А вот хошь верь, хоть нет, кто новый человек в деревне побывает и раз только глянет на неё, уже говорит: «Э, да у вас девка-то какая. Смотрите в оба, как бы она на ваш скот падеж не напустила». Намекают, значит. Почто-то ни на кого не намекали, а только на неё. Видимо, имела такую силу в глазах, что людям не по себе становилось. А ещё у неё была мода — вечорки портить. Соберётся молодёжь на вечорку, гуляет, веселится себе, и вдруг — на тебе, заявилась. Девки почто-то сразу затихнут, а парни начинают хорохориться, петухами вокруг её расхаживают. А она посмотрит так на всех, посмотрит, концом поясочка поиграет — она надевала на свою тонкую, как у осы, талию поясочек — и пошла себе обратно. Парни после этого не то что веселиться, на своих девок глядеть не хотят, расходятся по домам, а двое-трое обязательно следом за ней плетутся. Вот провалиться мне на этом месте, каждый раз так было. Тимофей подтверди. Ты ведь ходил на вечорки.

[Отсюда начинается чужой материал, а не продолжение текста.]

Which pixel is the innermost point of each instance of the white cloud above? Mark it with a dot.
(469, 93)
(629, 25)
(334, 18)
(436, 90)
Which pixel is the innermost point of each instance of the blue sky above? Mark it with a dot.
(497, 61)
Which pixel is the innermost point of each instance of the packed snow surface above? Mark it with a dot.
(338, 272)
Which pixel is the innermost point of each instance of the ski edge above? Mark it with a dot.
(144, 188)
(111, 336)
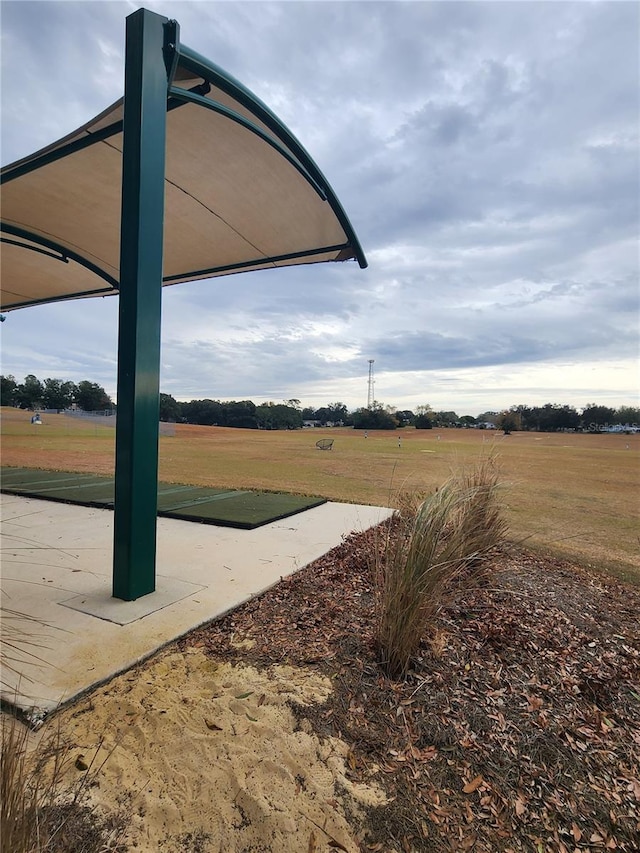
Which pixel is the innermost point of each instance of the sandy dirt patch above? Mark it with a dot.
(209, 756)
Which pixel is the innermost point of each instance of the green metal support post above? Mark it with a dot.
(141, 246)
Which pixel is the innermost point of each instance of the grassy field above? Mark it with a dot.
(573, 495)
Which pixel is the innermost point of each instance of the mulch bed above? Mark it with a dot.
(518, 727)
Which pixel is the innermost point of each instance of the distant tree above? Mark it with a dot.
(628, 415)
(240, 414)
(58, 394)
(28, 395)
(170, 409)
(405, 417)
(8, 387)
(377, 417)
(597, 416)
(278, 416)
(486, 418)
(92, 397)
(507, 422)
(338, 412)
(445, 419)
(424, 417)
(423, 421)
(204, 412)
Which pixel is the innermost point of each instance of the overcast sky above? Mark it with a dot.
(486, 154)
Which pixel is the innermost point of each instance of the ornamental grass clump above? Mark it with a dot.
(427, 550)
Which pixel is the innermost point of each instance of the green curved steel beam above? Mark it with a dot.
(187, 95)
(64, 251)
(201, 67)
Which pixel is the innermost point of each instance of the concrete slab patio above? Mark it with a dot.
(57, 569)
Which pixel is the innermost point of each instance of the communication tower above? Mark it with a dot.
(370, 395)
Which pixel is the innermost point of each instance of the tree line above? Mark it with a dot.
(53, 394)
(59, 395)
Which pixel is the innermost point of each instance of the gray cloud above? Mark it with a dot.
(486, 154)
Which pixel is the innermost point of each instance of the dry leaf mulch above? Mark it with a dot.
(518, 728)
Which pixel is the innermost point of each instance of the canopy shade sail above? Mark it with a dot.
(189, 176)
(241, 193)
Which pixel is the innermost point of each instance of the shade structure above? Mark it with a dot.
(241, 193)
(189, 176)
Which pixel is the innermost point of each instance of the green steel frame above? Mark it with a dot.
(141, 245)
(152, 56)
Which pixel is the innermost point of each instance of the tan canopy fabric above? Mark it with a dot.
(232, 202)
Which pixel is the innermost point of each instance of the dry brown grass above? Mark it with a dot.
(571, 494)
(428, 551)
(40, 812)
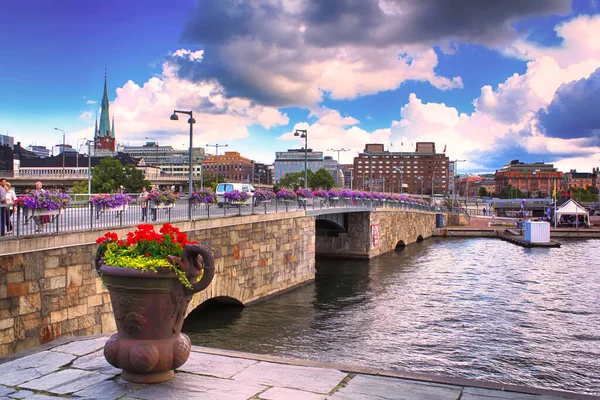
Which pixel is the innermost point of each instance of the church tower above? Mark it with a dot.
(104, 138)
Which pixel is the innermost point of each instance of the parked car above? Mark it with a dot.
(229, 187)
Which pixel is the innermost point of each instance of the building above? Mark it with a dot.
(40, 151)
(533, 180)
(581, 179)
(293, 161)
(231, 166)
(6, 140)
(423, 171)
(330, 165)
(104, 135)
(348, 171)
(262, 174)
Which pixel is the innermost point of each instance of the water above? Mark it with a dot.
(472, 308)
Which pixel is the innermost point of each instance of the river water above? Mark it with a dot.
(472, 308)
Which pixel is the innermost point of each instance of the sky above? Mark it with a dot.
(488, 81)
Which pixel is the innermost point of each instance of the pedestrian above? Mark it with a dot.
(10, 201)
(143, 200)
(3, 209)
(38, 220)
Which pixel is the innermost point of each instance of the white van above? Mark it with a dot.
(228, 187)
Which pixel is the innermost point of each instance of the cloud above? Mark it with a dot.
(573, 112)
(144, 110)
(295, 53)
(85, 115)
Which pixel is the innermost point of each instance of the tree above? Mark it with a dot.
(110, 175)
(80, 187)
(321, 180)
(134, 179)
(511, 192)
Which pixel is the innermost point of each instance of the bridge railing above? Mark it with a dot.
(83, 215)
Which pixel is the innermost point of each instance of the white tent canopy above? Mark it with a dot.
(571, 207)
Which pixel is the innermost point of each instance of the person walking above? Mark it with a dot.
(3, 208)
(143, 199)
(10, 201)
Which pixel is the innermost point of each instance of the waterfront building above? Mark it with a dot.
(6, 140)
(232, 167)
(40, 151)
(293, 161)
(533, 179)
(104, 135)
(423, 170)
(581, 179)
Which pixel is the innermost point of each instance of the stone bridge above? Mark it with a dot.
(50, 289)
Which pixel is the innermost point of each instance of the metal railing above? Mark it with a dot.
(85, 216)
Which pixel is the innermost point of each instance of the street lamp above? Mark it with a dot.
(304, 135)
(63, 150)
(191, 121)
(337, 175)
(455, 162)
(399, 169)
(216, 146)
(156, 143)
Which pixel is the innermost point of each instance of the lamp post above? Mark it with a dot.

— А как же! — ходил. Мы рядом, на Воняевке жили.

— Вот зачем ей это надо было, а? — бабка Анисья окинула всех вопросительным взглядом.

Дед Антип, муж бабки Анисьи, подкладывал щепки и хворост в огонь и покашливал от дыма. Дед Тимофей равнодушно отвесил губу и сидел в прежней позе, опираясь обеими руками на свой посох. Нифон ухмыльнулся когда старуха задала этот вопрос. Марина задумчиво смотрела на потрескивающий в огне хворост, прижавшись губами к кулаку, который покоился у неё на коленях. Все молчали.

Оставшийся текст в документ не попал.